Larangan itu dikeluarkan tak lama setelah komite eksekutif OKI mengadakan pertemuan luar biasa pada 11 Januari. Agenda tersebut membahas tentang erkembangan terkini dan situasi kemanusiaan di Afghanistan.
Komunike terakhir dari pertemuan tersebut meminta pihak berwenang Afghanistan untuk berusaha membuka kembali sekolah dan universitas bagi anak perempuan.

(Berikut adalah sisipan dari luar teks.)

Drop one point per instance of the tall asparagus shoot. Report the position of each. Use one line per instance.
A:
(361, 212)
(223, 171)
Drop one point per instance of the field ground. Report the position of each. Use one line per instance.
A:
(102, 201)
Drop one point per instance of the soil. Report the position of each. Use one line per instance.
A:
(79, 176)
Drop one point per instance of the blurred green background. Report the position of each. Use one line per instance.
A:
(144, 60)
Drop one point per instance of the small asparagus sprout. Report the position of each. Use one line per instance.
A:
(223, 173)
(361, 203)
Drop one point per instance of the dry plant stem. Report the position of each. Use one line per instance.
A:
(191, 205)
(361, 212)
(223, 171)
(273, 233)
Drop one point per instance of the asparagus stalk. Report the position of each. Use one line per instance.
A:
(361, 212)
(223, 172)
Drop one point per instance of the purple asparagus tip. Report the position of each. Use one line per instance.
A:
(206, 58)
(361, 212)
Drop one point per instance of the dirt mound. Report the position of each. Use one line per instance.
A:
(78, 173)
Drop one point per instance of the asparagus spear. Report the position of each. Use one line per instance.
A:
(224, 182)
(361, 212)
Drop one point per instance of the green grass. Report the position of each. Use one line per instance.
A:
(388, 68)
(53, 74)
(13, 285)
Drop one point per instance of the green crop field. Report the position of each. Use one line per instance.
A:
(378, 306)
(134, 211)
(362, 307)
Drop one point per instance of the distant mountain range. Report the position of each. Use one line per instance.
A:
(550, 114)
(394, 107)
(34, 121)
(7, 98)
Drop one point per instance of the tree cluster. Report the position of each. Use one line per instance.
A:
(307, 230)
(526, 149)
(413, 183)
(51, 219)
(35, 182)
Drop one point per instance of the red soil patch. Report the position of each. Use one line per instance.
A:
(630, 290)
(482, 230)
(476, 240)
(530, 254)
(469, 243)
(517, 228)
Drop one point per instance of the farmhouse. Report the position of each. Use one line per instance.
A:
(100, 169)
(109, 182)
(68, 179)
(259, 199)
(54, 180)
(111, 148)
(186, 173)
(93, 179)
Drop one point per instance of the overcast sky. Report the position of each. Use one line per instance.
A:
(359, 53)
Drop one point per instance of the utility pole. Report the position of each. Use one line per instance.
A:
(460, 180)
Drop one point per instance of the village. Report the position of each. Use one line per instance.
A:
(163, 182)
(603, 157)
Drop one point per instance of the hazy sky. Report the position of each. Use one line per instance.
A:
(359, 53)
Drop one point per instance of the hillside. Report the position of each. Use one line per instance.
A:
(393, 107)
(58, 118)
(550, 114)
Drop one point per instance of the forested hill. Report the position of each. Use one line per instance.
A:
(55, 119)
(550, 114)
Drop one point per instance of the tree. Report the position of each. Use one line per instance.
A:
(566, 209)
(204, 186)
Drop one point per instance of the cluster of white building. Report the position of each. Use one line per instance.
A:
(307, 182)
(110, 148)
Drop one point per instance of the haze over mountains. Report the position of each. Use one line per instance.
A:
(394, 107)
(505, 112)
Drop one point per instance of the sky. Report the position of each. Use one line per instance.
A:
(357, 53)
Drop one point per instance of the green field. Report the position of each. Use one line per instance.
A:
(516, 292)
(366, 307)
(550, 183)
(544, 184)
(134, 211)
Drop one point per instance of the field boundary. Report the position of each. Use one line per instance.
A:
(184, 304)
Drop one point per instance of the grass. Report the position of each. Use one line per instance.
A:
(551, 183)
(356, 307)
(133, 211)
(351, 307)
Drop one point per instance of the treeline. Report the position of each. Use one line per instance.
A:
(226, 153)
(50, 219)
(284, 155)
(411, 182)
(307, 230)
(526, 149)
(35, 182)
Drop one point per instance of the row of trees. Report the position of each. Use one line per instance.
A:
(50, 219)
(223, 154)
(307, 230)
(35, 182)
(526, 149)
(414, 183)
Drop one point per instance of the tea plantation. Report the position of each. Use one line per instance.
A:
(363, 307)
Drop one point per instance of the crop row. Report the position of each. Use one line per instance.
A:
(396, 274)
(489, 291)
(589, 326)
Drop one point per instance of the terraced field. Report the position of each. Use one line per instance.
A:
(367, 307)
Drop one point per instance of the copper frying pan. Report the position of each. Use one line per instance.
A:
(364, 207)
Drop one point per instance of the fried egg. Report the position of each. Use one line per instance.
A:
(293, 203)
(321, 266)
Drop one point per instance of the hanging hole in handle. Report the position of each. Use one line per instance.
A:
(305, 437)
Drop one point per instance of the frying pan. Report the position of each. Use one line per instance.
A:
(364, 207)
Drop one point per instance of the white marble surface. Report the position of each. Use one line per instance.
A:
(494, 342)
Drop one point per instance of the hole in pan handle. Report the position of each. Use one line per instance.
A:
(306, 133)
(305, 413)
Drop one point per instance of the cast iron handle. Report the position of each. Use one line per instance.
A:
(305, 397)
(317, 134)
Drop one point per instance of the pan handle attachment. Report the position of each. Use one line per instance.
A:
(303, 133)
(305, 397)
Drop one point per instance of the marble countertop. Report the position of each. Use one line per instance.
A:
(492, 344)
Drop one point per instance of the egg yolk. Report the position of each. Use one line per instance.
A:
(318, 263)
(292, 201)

Mereka juga diharap dapat mendaftar di semua tingkat pendidikan dan spesialisasi yang dibutuhkan oleh rakyat Afghanistan.
Dilansir di Arab News, Selasa (31/1/2023), OKI mendesak pemerintah Afghanistan mempertimbangkan kembali keputusan ini dan keputusan lain sebelumnya, yang katanya akan memiliki konsekuensi sosial dan ekonomi yang luas.
Bulan lalu, OKI juga menyuarakan keprihatinannya atas ancaman terhadap hak-hak perempuan di Afghanistan. Hal ini menyusul keputusan kepemimpinan Taliban melarang perempuan bekerja di organisasi nonpemerintah nasional dan internasional.
Dalam perintah yang dikeluarkan pada 24 Desember 2022, Kementerian Ekonomi di Kabul memerintahkan semua LSM nasional dan internasional menangguhkan pekerjaan pegawai perempuan hingga pemberitahuan lebih lanjut.
Keputusan itu diambil menyusul kebijakan diskriminatif lain beberapa hari sebelumnya, yang melarang perempuan dan gadis Afghanistan belajar di universitas.
Sekretaris Jenderal OKI, Hissein Brahim Taha, mengatakan langkah ini mencerminkan kebijakan yang disengaja oleh kepemimpinan de facto, untuk lebih membatasi hak-hak perempuan Afghanistan.
"Keputusan yang membingungkan ini tidak hanya akan menghilangkan sumber penghasilan perempuan Afghanistan untuk diri mereka sendiri dan keluarga, tetapi juga secara serius mempengaruhi operasi kemanusiaan dan bantuan di Afghanistan," ucap dia.
Taha juga mengecam larangan perempuan belajar di universitas. Langkah ini dinilai akan sangat merusak kredibilitas pemerintah, karena sama menyangkal hak dasar perempuan dan perempuan Afghanistan untuk pendidikan, pekerjaan dan keadilan sosial.